Lords of Chaos is a semi-fictional (though ‘barely-factual’ might be a better description) account of the Norwegian black metal scene of the early 1990s, told from the perspective of seminal band Mayhem co-founder Euronymous (Rory Culkin). The film is directed and co-written by a Swede (Jonas Åkerlund), set in Oslo, has Norwegian characters supposedly based on real Norwegian people, and deals with a type of music that is to Oslo what grunge is to Seattle – so of course all the main characters, who have names like Pelle Ohlin or Jan Axel Blomberg, are played by American actors speaking fluent English with American accents.

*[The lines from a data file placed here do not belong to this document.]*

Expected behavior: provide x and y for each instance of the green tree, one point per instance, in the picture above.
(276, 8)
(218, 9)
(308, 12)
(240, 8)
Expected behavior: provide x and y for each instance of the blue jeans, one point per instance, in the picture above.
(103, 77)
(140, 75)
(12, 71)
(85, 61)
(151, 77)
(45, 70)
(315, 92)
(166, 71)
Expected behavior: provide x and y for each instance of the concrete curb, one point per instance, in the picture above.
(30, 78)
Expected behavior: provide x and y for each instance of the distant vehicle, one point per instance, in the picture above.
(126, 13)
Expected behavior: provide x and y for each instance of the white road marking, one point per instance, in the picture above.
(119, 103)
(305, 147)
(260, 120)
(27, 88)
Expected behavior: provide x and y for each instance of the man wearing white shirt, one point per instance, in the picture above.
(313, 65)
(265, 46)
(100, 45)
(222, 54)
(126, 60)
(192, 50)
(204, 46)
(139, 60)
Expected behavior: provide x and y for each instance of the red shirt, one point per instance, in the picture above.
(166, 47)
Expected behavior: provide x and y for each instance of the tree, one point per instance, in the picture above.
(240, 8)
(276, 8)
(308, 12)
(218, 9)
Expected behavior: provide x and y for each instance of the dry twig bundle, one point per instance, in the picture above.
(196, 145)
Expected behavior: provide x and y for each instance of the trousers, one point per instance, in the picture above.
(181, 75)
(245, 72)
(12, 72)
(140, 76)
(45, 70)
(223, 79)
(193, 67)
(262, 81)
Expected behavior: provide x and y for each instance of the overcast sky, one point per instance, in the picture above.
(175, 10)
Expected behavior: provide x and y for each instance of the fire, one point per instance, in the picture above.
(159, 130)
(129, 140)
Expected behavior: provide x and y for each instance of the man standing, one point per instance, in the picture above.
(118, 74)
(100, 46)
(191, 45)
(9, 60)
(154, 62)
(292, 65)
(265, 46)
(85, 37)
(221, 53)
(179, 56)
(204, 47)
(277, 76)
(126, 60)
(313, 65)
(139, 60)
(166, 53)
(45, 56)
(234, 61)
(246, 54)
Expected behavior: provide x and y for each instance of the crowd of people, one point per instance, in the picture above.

Now, Mayhem’s song are typically written in English, but reading their lyrics – and they have to be read, since listening to them being sung is like hearing some Cthulhuian chant – only highlights the songwriters' poor command of that language; consider these verses from “Funeral Fog”: “Every time this year, this dark fog will appear/Up from the tombs it comes to take one more life that can be near/In the middle of Transylvania, all natural life has for a long time ago gone/It's thin and so beautiful but also so dark and mysterious.” The movie certainly would have been a hell of a lot funnier if the characters actually spoke like that.

The script itself is as ineptly written as the band’s songs. To mention just one example, we are told that a certain character hates cats more than anything else, as if the dead feline hanging from the ceiling weren’t enough indication (or did Åkerlund by any chance feel we might misconstrue the latter as an act of love?).

The worst of all, however, is the inexplicable and implausible watering down of Euronymous’s persona; are we really meant to believe that, after finding the body of his lead singer – who has just shotgun-blasted his own head to bits after slicing his neck and wrists open –, rearranging the crime scene, and taking Polaroids of the gruesome spectacle – one of which found its way to the cover of a Mayhem bootleg live album – (all more or less well documented facts), Euronymous then knelt down and shed bitter tears over his poor dead ‘friend’? Similarly, the shards of leftover cranium with which Euronymous fashioned necklaces become in the movie chicken bones.

This bowdlerization serves little purpose, and Euronymous and rest of his black metal brethren all come across as contemptible, vain, and shallow individuals – which, by all accounts, is a faithful depiction of their real-life counterparts; the question is, then, why would we want to spend almost two hours in such a deadening company?